If you’d ask me to define today’s average tablet PC, I would respond with:
Tablets are bulky smartphones with large screens to play low-end games on.
This may be a slight exaggeration, but in a way it’s hard to deny.
Smartphones are great. This is true because they increase your overall productivity. They allow you to do everything your typical “dumb-phone” or even feature-phone could do. They allow you to text, make calls, keep a calendar and play Snake. These are easily four of the most important tasks a cellphone has to deal with. This functionality was then expanded with e-mail, web-browsing, document editing and many more useful features (and some useless ones as well of course). So now you have a device that fits into your pocket and allows you to do, in a simplified fashion, what your desktop PC or laptop does.
Ten years ago I would have defined a tablet as a laptop without a screen. It’s logical to assume that a tablet PC would naturally evolve out of a laptop, by shedding it’s physical keyboard. But this was unfortunately not the case. After the smartphone was introduced, tablets evolved out of the smartphone. As a result, you now have a very large smartphone that doesn’t do the phone part, leaving you with a simplified experience of what a desktop PC or laptop does. So I conclude that a tablet is not a useful device if you’re looking for productivity. It is however great if your fingers are too large for that tiny catapult.

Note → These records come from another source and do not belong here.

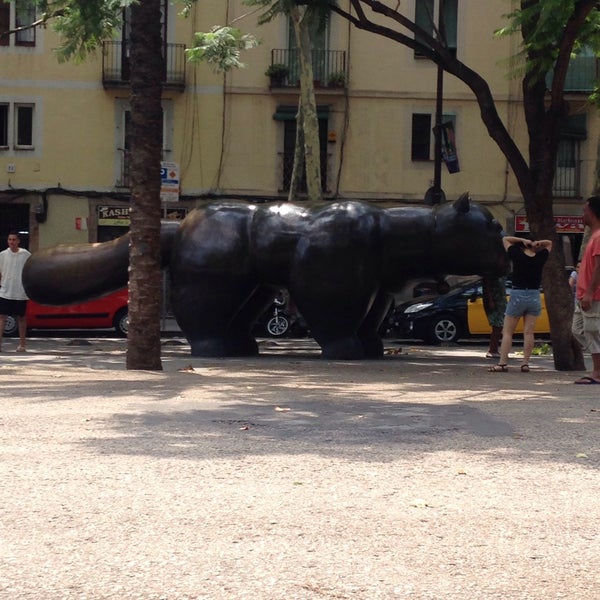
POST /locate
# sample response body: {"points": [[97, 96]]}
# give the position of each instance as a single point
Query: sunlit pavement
{"points": [[284, 476]]}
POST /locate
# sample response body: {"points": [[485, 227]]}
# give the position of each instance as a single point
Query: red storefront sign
{"points": [[564, 224]]}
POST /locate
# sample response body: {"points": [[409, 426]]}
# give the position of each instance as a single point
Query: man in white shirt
{"points": [[13, 299]]}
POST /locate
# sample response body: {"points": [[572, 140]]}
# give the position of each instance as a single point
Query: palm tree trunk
{"points": [[143, 347]]}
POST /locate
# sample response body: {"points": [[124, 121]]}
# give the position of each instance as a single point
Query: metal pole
{"points": [[437, 165]]}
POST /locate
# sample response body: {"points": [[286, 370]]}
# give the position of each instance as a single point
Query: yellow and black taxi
{"points": [[450, 317]]}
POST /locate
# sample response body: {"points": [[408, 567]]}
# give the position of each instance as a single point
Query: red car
{"points": [[106, 312]]}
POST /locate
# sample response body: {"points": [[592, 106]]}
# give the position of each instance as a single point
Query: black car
{"points": [[435, 318]]}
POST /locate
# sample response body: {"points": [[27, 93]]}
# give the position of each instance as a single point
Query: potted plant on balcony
{"points": [[277, 72], [337, 79]]}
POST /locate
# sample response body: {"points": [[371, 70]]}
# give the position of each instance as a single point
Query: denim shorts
{"points": [[524, 302]]}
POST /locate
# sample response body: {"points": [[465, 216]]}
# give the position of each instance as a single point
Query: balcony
{"points": [[329, 67], [115, 65], [584, 71]]}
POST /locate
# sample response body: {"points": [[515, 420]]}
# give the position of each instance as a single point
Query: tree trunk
{"points": [[298, 166], [143, 347], [310, 122]]}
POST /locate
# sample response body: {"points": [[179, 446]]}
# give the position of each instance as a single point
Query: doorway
{"points": [[14, 217]]}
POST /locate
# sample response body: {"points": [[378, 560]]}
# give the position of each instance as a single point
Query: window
{"points": [[4, 23], [24, 125], [567, 178], [320, 56], [4, 125], [422, 139], [17, 126], [123, 139], [426, 15], [15, 15]]}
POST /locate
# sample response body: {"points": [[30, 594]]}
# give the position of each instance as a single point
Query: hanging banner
{"points": [[169, 182], [113, 215], [449, 155]]}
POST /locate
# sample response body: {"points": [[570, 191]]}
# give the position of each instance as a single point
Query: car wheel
{"points": [[11, 326], [121, 322], [278, 326], [444, 329]]}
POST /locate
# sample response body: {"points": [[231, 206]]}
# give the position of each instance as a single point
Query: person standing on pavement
{"points": [[13, 299], [528, 260], [494, 304], [586, 318], [573, 280]]}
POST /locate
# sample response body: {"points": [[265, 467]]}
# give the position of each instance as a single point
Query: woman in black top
{"points": [[528, 260]]}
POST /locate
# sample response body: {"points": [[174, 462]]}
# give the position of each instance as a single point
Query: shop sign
{"points": [[113, 215], [563, 223], [169, 182]]}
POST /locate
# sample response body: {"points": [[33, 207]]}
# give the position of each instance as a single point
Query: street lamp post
{"points": [[435, 194]]}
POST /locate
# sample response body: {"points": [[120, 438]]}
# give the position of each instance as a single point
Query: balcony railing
{"points": [[582, 75], [116, 72], [327, 66]]}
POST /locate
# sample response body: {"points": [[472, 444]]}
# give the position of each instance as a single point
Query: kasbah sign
{"points": [[563, 224]]}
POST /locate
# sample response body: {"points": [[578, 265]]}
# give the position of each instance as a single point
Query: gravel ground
{"points": [[419, 476]]}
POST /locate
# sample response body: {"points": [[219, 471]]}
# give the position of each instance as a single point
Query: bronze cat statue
{"points": [[341, 264]]}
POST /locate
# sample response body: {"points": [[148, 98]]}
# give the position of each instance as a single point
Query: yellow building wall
{"points": [[222, 134]]}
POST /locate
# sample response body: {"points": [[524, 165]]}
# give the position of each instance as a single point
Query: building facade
{"points": [[64, 126]]}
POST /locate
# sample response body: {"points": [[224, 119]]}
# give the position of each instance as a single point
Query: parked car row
{"points": [[110, 312], [449, 317]]}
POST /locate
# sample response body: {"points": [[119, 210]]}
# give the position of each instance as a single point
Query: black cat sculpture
{"points": [[340, 262]]}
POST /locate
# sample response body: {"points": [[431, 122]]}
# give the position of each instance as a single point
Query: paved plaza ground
{"points": [[284, 477]]}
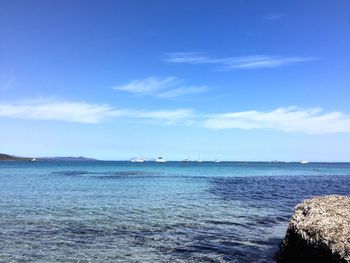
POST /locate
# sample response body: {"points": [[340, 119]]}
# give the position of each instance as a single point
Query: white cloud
{"points": [[290, 119], [274, 16], [243, 62], [83, 112], [160, 87]]}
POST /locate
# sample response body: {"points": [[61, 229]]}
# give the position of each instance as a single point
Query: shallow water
{"points": [[154, 212]]}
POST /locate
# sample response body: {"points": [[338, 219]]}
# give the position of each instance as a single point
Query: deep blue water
{"points": [[154, 212]]}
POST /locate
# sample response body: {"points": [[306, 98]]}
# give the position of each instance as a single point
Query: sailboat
{"points": [[199, 158], [160, 159], [137, 160], [187, 159]]}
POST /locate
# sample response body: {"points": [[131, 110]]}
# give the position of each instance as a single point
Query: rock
{"points": [[319, 231]]}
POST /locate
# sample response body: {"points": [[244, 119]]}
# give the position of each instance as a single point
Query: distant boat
{"points": [[199, 158], [160, 159], [137, 160], [186, 159]]}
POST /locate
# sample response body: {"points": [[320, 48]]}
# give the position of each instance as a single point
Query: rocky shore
{"points": [[319, 231]]}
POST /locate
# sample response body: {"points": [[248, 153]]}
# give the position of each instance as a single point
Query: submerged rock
{"points": [[319, 231]]}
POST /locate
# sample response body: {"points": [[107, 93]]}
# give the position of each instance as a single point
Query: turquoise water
{"points": [[154, 212]]}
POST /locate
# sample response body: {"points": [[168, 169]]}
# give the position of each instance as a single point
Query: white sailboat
{"points": [[160, 159], [137, 160], [186, 159]]}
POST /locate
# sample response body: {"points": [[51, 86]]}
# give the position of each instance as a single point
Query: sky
{"points": [[231, 80]]}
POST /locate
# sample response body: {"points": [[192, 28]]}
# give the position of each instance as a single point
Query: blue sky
{"points": [[234, 80]]}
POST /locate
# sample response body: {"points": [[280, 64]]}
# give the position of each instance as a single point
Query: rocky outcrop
{"points": [[319, 231]]}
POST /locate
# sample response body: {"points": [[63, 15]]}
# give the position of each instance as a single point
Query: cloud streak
{"points": [[169, 87], [242, 62], [289, 119], [83, 112], [286, 119]]}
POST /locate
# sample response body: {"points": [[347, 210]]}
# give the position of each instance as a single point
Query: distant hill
{"points": [[7, 157], [69, 158]]}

Now that we’ve established that tablets aren’t really that useful right now, the question that follows is: “How do we make these devices useful tools to increase productivity?” You need to be able to port the desktop PC/laptop experience to the tablet device. This is why I strongly believe that Windows 8 (not RT) will be a very successful OS. Microsoft made a bold move in making it more touch-oriented, but it has all of the features you’d expect from a Windows machine. By limiting that experience on Windows RT, they may have a hard time getting those devices of off the shelf, which is unfortunate, as ARM devices are very power efficient.